The post offices in Japan stay open on New Year’s Day to deliver all the cards. I have only been in Japan four months and I even received a few in the mail. For a country that is so resource-conscious, t here is definitely a lot of paper being wasted here. If only they could be recycled into better dinner napkins.
The Japanese have many traditions at this time of year. For instance, families take trips to family shrines sometime after midnight Jan. 1. A traditional first New Year’s breakfast is also an important part of the Japanese New Year’s celebration. But one tradition I can’t avoid mentioning can happen at any time during the winter season: the nabe party.
Nabe (pronounced “nah-beh”) is a warm soup or stew which many people share while sitting around the kotatsu. Nabe can be prepared in many different styles with various sets of ingredients. During a cold Japanese winter, a nabe party may be among the most fulfilling things to do. Nabe is made in a big pot heated on a regular or portable stove. Once the soup comes to a slight boil, guests fill their small bowls again and again until all the ingredients are gone. After enjoying the nabe, drinking and socializing, more ingredients are added. The process then repeats itself until everyone is full.
Many different styles of nabe exist, all of which are delicious. One of these, yami nabe, is more fun than it is appetizing. You see, in Japanese, yami means dark; but yami nabe doesn’t mean “dark nabe,” it means “nabe in the dark.” Strange as it sounds, there is a good reason for the title. Before the nabe party, every guest is asked to select and bring a mystery ingredient, preferably something strange, unusual and definitely not suitable to be cooked in a stew. There are no rules for what is acceptable and unacceptable, save for one: The ingredient must be edible.
The water is boiled, the lights are turned off and everyone adds a mystery ingredient. In a circle, one at a time, each person sticks chopsticks into the pot and eats whatever happens to be picked up. The rule here is that you must eat whatever you get, no matter what. As you might imagine, people may bring some foul and unusual ingredients. But if you add something truly awful, it just may be the case that you end up being the first one to eat it.
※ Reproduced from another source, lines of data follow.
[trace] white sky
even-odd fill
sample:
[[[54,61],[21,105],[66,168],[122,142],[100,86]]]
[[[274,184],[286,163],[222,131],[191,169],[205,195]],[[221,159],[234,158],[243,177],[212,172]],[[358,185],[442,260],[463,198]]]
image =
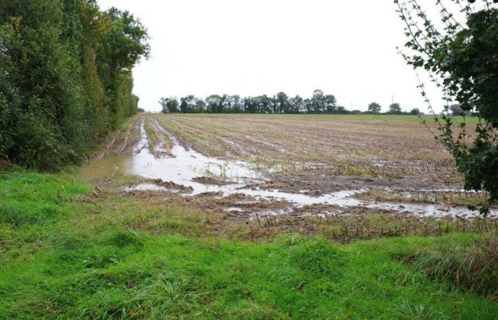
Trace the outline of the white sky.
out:
[[[386,111],[394,96],[404,110],[427,111],[396,52],[407,40],[392,0],[98,2],[129,10],[149,30],[152,57],[134,70],[146,110],[159,111],[159,98],[171,95],[308,97],[321,89],[347,109],[375,101]]]

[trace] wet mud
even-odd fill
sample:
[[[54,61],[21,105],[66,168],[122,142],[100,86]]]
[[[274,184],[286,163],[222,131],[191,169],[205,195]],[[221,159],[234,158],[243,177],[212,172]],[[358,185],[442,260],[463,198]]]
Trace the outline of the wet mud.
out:
[[[151,134],[154,134],[154,139],[147,133],[147,125],[149,130],[153,130]],[[134,144],[130,149],[131,141]],[[129,151],[124,152],[127,148]],[[120,176],[135,176],[132,182],[117,183],[114,190],[141,193],[142,196],[152,193],[181,197],[201,208],[225,212],[238,218],[340,216],[353,214],[359,208],[419,217],[470,218],[477,214],[463,206],[387,201],[358,196],[371,190],[388,190],[396,193],[407,190],[449,188],[454,187],[454,183],[376,177],[263,174],[250,163],[207,156],[188,148],[152,115],[139,117],[126,133],[121,149],[115,149],[123,152],[108,153],[90,161],[80,169],[80,177],[90,181],[116,181]],[[493,209],[491,215],[497,214],[497,209]]]

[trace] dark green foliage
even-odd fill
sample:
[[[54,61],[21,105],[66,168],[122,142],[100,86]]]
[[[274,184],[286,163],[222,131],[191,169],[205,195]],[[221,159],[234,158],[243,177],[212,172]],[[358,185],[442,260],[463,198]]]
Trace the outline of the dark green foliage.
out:
[[[393,103],[389,106],[389,111],[388,113],[393,114],[401,114],[402,112],[403,111],[401,111],[401,106],[399,105],[399,103]]]
[[[425,98],[439,124],[435,138],[453,154],[465,175],[465,188],[487,191],[489,204],[498,203],[498,7],[487,0],[475,6],[456,6],[465,19],[460,22],[449,8],[436,1],[445,26],[440,30],[440,23],[431,21],[417,1],[394,2],[406,23],[406,46],[413,50],[403,57],[414,68],[428,72],[444,92],[446,104],[440,117]],[[422,83],[420,87],[425,97]],[[477,134],[467,132],[465,121],[455,128],[455,113],[477,117]],[[481,212],[489,212],[488,207],[482,207]]]
[[[372,102],[370,105],[369,105],[369,112],[372,113],[380,112],[381,108],[382,107],[381,107],[381,105],[379,105],[377,102]]]
[[[131,68],[147,36],[92,0],[0,6],[0,157],[55,169],[85,156],[137,112]]]

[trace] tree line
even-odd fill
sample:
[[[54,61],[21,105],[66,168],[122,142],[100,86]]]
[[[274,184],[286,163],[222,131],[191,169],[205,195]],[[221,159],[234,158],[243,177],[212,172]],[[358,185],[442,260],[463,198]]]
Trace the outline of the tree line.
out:
[[[212,95],[203,100],[193,95],[176,99],[174,97],[161,98],[159,103],[163,113],[262,113],[262,114],[361,114],[380,113],[381,106],[372,102],[369,110],[348,110],[337,104],[334,95],[326,95],[316,90],[310,98],[299,95],[289,97],[285,92],[269,97],[266,95],[258,97],[244,97],[230,95]],[[409,112],[402,111],[398,103],[389,107],[388,114],[419,114],[418,109]]]
[[[149,47],[128,11],[95,0],[0,6],[0,159],[77,162],[137,112],[132,69]]]

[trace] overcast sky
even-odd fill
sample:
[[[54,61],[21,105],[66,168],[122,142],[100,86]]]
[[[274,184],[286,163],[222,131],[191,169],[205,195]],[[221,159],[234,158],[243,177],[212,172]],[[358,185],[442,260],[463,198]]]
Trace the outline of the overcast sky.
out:
[[[396,49],[406,39],[392,0],[98,2],[129,10],[149,30],[151,58],[134,70],[146,110],[159,111],[159,98],[171,95],[308,97],[321,89],[347,109],[375,101],[386,111],[393,97],[405,110],[426,111]]]

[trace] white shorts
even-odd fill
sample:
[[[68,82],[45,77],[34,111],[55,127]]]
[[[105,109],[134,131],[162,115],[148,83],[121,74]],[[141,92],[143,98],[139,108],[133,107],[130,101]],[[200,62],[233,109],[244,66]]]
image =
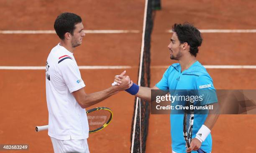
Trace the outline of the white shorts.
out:
[[[90,153],[87,139],[58,140],[51,137],[54,153]]]

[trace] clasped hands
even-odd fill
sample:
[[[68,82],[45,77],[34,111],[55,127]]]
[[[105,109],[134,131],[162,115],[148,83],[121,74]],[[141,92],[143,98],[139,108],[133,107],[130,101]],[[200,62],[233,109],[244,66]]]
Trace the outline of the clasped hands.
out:
[[[114,84],[113,84],[119,91],[127,89],[133,85],[133,81],[131,80],[130,76],[124,75],[126,71],[125,70],[120,75],[115,76]]]

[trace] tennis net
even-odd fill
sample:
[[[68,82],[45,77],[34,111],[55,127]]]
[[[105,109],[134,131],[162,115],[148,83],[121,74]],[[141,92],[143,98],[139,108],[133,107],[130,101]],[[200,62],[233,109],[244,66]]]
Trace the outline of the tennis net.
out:
[[[138,73],[139,86],[149,87],[150,84],[150,42],[153,29],[152,1],[146,0],[143,30]],[[148,133],[150,104],[136,98],[131,132],[131,152],[144,153]]]

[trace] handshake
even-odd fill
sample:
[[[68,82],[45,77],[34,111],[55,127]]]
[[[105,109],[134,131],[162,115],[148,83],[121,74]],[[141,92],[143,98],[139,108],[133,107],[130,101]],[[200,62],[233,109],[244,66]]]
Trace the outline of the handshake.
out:
[[[133,85],[133,81],[130,80],[130,76],[124,75],[126,72],[126,71],[125,70],[120,75],[115,76],[112,86],[115,86],[118,91],[126,90]]]

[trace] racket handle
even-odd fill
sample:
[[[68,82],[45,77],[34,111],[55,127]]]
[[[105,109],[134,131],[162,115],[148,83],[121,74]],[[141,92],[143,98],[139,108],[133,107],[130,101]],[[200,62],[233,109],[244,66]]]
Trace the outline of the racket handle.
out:
[[[41,131],[47,130],[48,129],[48,125],[44,126],[36,126],[36,131],[39,132]]]
[[[198,149],[197,151],[197,153],[207,153],[205,151],[203,151],[200,148]]]

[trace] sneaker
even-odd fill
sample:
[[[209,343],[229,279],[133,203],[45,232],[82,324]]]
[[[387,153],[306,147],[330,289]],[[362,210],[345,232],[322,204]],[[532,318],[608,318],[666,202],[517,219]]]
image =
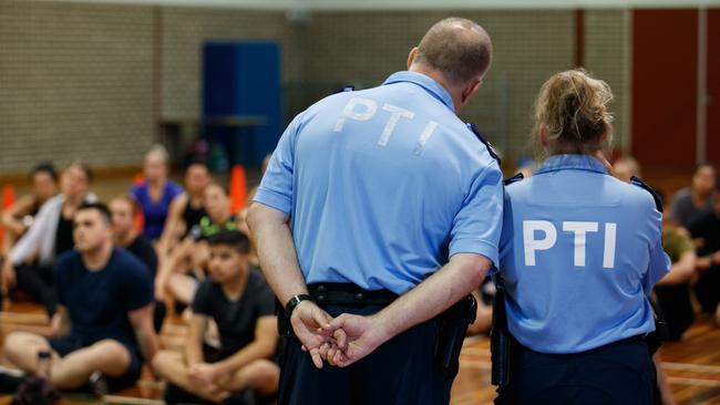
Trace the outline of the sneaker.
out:
[[[105,380],[105,376],[101,372],[94,372],[90,374],[88,384],[90,385],[90,391],[92,391],[93,395],[95,395],[97,398],[102,398],[110,392],[107,380]]]
[[[10,405],[54,405],[60,393],[45,378],[31,375],[20,385]]]

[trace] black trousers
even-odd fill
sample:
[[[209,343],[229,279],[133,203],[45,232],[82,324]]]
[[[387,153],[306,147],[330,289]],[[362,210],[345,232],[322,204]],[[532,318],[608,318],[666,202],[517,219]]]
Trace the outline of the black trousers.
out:
[[[27,292],[33,300],[45,307],[52,318],[58,309],[58,293],[53,282],[52,268],[37,264],[16,266],[18,289]]]
[[[382,307],[327,305],[332,316],[341,313],[368,315]],[[288,338],[280,360],[278,404],[413,404],[450,402],[452,378],[434,361],[438,323],[415,325],[376,349],[367,357],[340,368],[320,370],[302,352],[296,338]]]
[[[575,354],[544,354],[515,342],[510,384],[495,404],[651,405],[656,374],[647,344],[626,339]]]
[[[720,266],[712,266],[700,272],[695,283],[695,294],[702,307],[702,312],[714,313],[720,303]]]

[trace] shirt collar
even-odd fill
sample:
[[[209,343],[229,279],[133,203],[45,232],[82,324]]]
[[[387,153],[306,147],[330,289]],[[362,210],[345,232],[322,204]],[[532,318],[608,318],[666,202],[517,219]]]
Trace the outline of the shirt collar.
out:
[[[453,100],[445,87],[440,85],[440,83],[435,82],[434,80],[425,76],[424,74],[410,71],[397,72],[391,74],[390,77],[388,77],[382,84],[385,85],[400,82],[410,82],[421,86],[433,97],[438,98],[438,101],[445,104],[448,108],[455,111]]]
[[[600,160],[589,155],[555,155],[547,158],[535,175],[542,173],[557,172],[563,169],[576,169],[608,174],[607,167]]]

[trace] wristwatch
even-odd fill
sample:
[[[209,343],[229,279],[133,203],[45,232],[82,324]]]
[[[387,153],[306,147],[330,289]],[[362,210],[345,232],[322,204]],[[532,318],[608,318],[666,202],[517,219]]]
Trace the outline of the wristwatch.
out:
[[[312,300],[312,297],[308,294],[299,294],[299,295],[294,295],[288,303],[285,304],[285,318],[287,320],[290,320],[290,316],[292,315],[292,311],[295,311],[295,308],[302,301],[307,300]]]

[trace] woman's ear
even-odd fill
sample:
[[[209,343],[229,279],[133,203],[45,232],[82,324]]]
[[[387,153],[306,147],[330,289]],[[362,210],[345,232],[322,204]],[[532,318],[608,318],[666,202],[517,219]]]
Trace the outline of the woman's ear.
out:
[[[537,129],[537,141],[539,141],[543,147],[547,147],[547,128],[545,127],[545,124],[541,124]]]

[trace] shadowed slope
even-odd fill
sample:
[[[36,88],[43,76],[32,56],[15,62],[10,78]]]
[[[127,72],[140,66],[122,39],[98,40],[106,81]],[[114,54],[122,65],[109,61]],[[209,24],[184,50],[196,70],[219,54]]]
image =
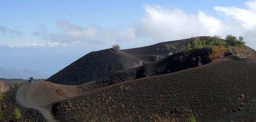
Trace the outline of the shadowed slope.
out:
[[[197,67],[209,63],[210,49],[183,52],[169,56],[158,61],[145,64],[135,68],[116,72],[100,80],[86,85],[83,89],[91,91],[117,83],[145,77],[156,76]]]
[[[110,73],[132,68],[142,61],[143,64],[162,58],[170,52],[181,51],[189,38],[159,43],[123,50],[109,49],[91,52],[74,62],[45,81],[55,84],[78,85],[102,78]],[[166,50],[166,44],[175,48]]]
[[[255,60],[227,58],[106,87],[57,102],[53,111],[60,121],[189,121],[192,115],[200,122],[253,121],[256,69]]]

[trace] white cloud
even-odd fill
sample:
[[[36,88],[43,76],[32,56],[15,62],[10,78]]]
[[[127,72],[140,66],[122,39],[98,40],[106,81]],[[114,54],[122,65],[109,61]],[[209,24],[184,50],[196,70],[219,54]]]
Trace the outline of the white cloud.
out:
[[[188,14],[181,9],[145,4],[144,16],[138,20],[137,23],[134,24],[133,27],[104,29],[95,24],[82,26],[62,20],[56,22],[60,30],[59,32],[48,32],[45,26],[39,25],[38,30],[33,34],[55,43],[37,46],[46,47],[103,45],[120,43],[126,46],[128,44],[133,45],[132,43],[138,41],[142,44],[150,41],[151,44],[191,36],[217,35],[224,38],[230,34],[237,37],[241,36],[248,45],[256,45],[254,41],[256,38],[256,9],[254,7],[256,1],[245,4],[248,9],[236,7],[214,7],[217,12],[224,15],[220,19],[200,10],[197,13]],[[56,44],[50,46],[49,44]],[[256,46],[254,46],[255,48]]]
[[[144,7],[146,16],[139,20],[136,30],[137,36],[142,38],[162,41],[214,35],[213,33],[221,25],[218,19],[200,11],[198,15],[187,14],[181,9],[168,9],[158,5],[146,5]]]
[[[242,26],[246,30],[253,29],[256,26],[256,1],[245,3],[245,5],[249,8],[245,9],[237,8],[234,6],[230,7],[215,7],[216,11],[223,13],[226,17],[231,16],[236,20],[241,22]]]
[[[198,12],[198,18],[203,27],[209,34],[217,34],[222,26],[220,20],[210,15],[207,15],[200,11]]]
[[[58,21],[57,24],[63,30],[64,35],[74,38],[95,40],[102,33],[100,28],[93,24],[88,28],[74,25],[64,20]]]
[[[10,48],[24,48],[24,47],[46,47],[53,48],[66,47],[67,44],[60,43],[29,43],[26,44],[19,44],[16,45],[8,45],[7,46]],[[2,46],[3,46],[2,45]]]

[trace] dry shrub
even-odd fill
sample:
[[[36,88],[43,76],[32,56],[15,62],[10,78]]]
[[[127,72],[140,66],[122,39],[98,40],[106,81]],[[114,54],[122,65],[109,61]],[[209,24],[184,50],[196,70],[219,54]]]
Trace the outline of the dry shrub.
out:
[[[132,66],[132,68],[135,68],[138,66],[142,66],[143,65],[143,63],[142,63],[142,61],[141,61],[138,62],[138,64],[135,62],[135,64],[134,65],[133,65],[133,66]]]
[[[240,59],[246,58],[252,55],[250,49],[244,45],[229,46],[229,51]]]
[[[170,52],[169,52],[169,53],[168,53],[168,55],[170,56],[172,56],[173,54],[173,52],[172,51]]]
[[[8,90],[9,87],[8,86],[5,86],[3,81],[0,82],[0,93],[1,94],[7,92]]]
[[[224,56],[227,50],[227,48],[224,46],[213,47],[211,53],[209,55],[209,58],[211,60],[217,57],[221,58]]]

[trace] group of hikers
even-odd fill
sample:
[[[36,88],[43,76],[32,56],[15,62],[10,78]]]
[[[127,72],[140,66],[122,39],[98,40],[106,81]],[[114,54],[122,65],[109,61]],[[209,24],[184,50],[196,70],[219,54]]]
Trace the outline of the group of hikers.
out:
[[[29,77],[29,83],[31,83],[31,82],[33,82],[33,77]]]

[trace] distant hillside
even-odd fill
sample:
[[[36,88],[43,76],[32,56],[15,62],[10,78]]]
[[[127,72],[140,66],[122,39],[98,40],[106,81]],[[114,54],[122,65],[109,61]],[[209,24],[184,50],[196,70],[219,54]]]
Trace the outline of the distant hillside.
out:
[[[0,78],[27,79],[31,76],[35,78],[48,78],[50,75],[24,68],[7,68],[0,66]]]
[[[218,60],[60,101],[53,114],[63,122],[255,122],[256,61]]]
[[[207,37],[200,37],[202,39]],[[144,47],[118,50],[109,49],[90,52],[57,73],[46,81],[55,84],[78,85],[102,78],[111,73],[132,68],[142,61],[145,64],[168,56],[170,53],[181,52],[182,48],[190,38],[170,41]],[[167,50],[165,45],[174,48]]]
[[[34,79],[34,82],[44,81],[45,80],[45,79],[37,79],[35,78]],[[6,79],[0,78],[0,81],[3,81],[5,85],[8,85],[10,82],[15,83],[17,81],[20,81],[23,83],[26,83],[28,82],[27,79]]]

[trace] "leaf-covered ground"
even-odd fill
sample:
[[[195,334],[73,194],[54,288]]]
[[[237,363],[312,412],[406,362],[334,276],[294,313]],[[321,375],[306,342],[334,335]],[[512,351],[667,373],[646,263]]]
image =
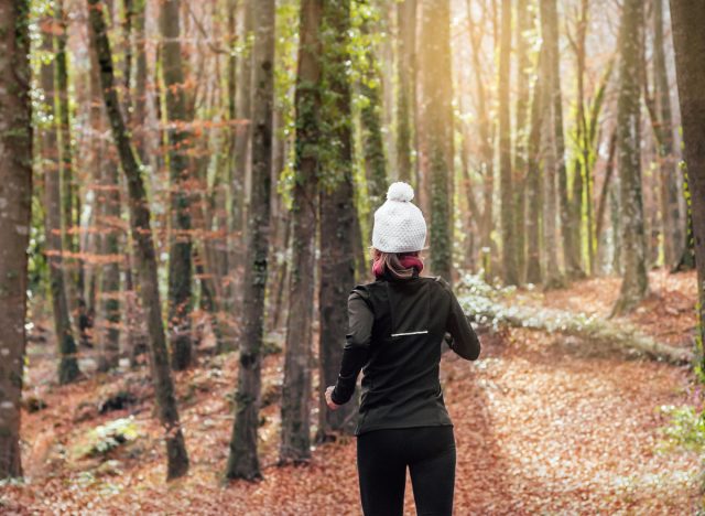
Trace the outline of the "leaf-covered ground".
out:
[[[684,342],[694,325],[694,281],[693,275],[652,276],[654,297],[631,321]],[[606,314],[618,288],[611,279],[586,280],[519,295],[523,302]],[[442,364],[458,451],[456,514],[695,512],[701,459],[665,447],[660,430],[669,423],[661,407],[698,405],[691,370],[626,361],[589,343],[523,329],[485,334],[482,342],[477,363],[448,353]],[[204,357],[199,367],[176,376],[192,471],[170,484],[163,481],[164,450],[143,373],[57,387],[46,380],[48,361],[31,358],[25,397],[47,407],[23,415],[28,477],[0,487],[0,513],[360,514],[354,438],[316,448],[306,466],[275,465],[281,361],[281,354],[265,359],[265,477],[223,485],[235,355]],[[101,413],[99,401],[121,391],[130,395],[127,408],[104,407]],[[130,415],[134,440],[84,456],[96,427]],[[415,514],[410,482],[406,513]]]

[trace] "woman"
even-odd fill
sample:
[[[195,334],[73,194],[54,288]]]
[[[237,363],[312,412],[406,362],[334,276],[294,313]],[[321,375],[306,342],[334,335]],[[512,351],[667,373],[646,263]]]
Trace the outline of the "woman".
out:
[[[451,287],[422,277],[419,251],[426,223],[411,203],[406,183],[389,187],[375,213],[376,280],[348,298],[349,331],[335,386],[326,389],[336,410],[355,391],[362,398],[355,434],[362,509],[367,516],[401,515],[406,466],[417,514],[453,513],[455,438],[438,380],[441,344],[474,361],[480,344]]]

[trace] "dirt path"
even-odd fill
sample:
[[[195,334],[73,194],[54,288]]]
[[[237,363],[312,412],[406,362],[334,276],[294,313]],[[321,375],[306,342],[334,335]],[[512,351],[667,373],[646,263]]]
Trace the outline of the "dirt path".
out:
[[[558,342],[521,330],[486,335],[476,364],[445,355],[445,399],[458,448],[456,514],[692,514],[698,459],[657,452],[665,423],[658,407],[688,400],[688,373],[586,356]],[[279,358],[271,358],[268,370],[274,373]],[[220,394],[234,379],[224,370],[214,384]],[[40,514],[360,514],[354,439],[318,448],[308,466],[270,464],[261,483],[221,487],[230,420],[220,398],[184,410],[193,467],[182,481],[163,484],[153,434],[153,445],[144,444],[149,453],[119,474],[87,476],[74,469],[53,477],[34,466],[29,485],[6,487],[0,507]],[[62,410],[58,399],[50,402]],[[276,407],[265,413],[271,433]],[[149,420],[149,413],[139,417]],[[271,463],[276,439],[265,439],[264,463]],[[410,482],[406,514],[415,514]]]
At my third nabe party, yami nabe, which I had never tried, was eaten after real nabe. At the supermarket I picked out hot peppers, not having a clue what others were bringing. So what mystery foods met my peppers in the nabe that night? Pineapple rings, full cloves of garlic, tomatoes, octopus tempura, a whole apple, an entire kiwi and mini custard-filled donuts, all with a soggy, beefy, fruity, garlic-and-pepper taste. The laughs and excitement drowned out the bad tastes and the yami nabe proved to be a great party meal.
The Japanese tend to take so much pride in their food that it was amusing to experience this meal that is meant to be a complete joke. My mom always told me not to play with my food, but yami nabe takes food play too far by allowing dinner antics like having a food fight with your mouth open.